There is no one-size-fits-all approach to a career in the culinary industry. Unlike some careers, the path to becoming an Executive Chef isn’t so well-defined. The title of ‘chef’ is not earned immediately upon graduating culinary school like that of a doctor or lawyer. There’s no final exam, no set number of work hours, and no one-size-fits-all education that all chefs must have. Some cooks earn the title ‘chef’ very quickly, and for others, it takes more time.
A cook must continue to learn and work their way through the ranks of a kitchen before they can be called a chef. While education can be essential to following a culinary career, there are no shortcuts. Even chefs who graduate from the best culinary schools in the world can expect to work their way up following graduation. All new cooks have to learn the ropes of a professional kitchen. Most executive chefs have worked their way through the ranks, possibly even taking 10 to 20 years.
There is no standard path through the ranks of a kitchen. One line cook may make lateral moves from one kitchen to another before advancing, while another may climb quickly from line cook to lead to sous chef, all with the same employer. After several years of experience in the kitchen as a cook, skilled cooks with the necessary talent and management skills are usually promoted to sous chef, often then followed by chef de cuisine or executive sous chef—and then finally, Executive Chef.
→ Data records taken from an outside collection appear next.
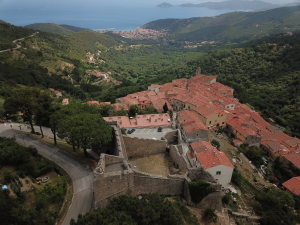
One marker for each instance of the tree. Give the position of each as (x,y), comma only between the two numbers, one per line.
(165,107)
(210,215)
(133,110)
(277,207)
(82,125)
(43,111)
(215,143)
(27,101)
While it’s not a requirement, many believe the best place to start a culinary career is with a degree or diploma from an accredited culinary school. Becoming an Executive Chef requires a combination of hands-on training, education and several years of work experience. An Executive Chef must have excellent culinary skills, but there are many non-culinary skills required to be a successful chef. Executive club chefs must deal with kitchen administration, management, budgeting, labor and food cost control, hiring, expediting and checking in on members. Chefs must have the ability to lead, motivate and inspire their team to perform at a high level. Communication skills must be strong, both in the kitchen and with members. An Executive Chef must have good judgment, critical-thinking skills, and a problem-solving skill set that enables a successful chef to quickly put out fires around the kitchen and club. These are all skills that take years of working in a kitchen to master.
With so many variables at play, it’s impossible to say how long it will take any one person to earn the title of Executive Chef. While the path may seem winding, there are some common skills and experiences that many executive chefs share. A cook can set themselves up for success by honing these traits and keeping these accomplishments in mind as progressing through a culinary career.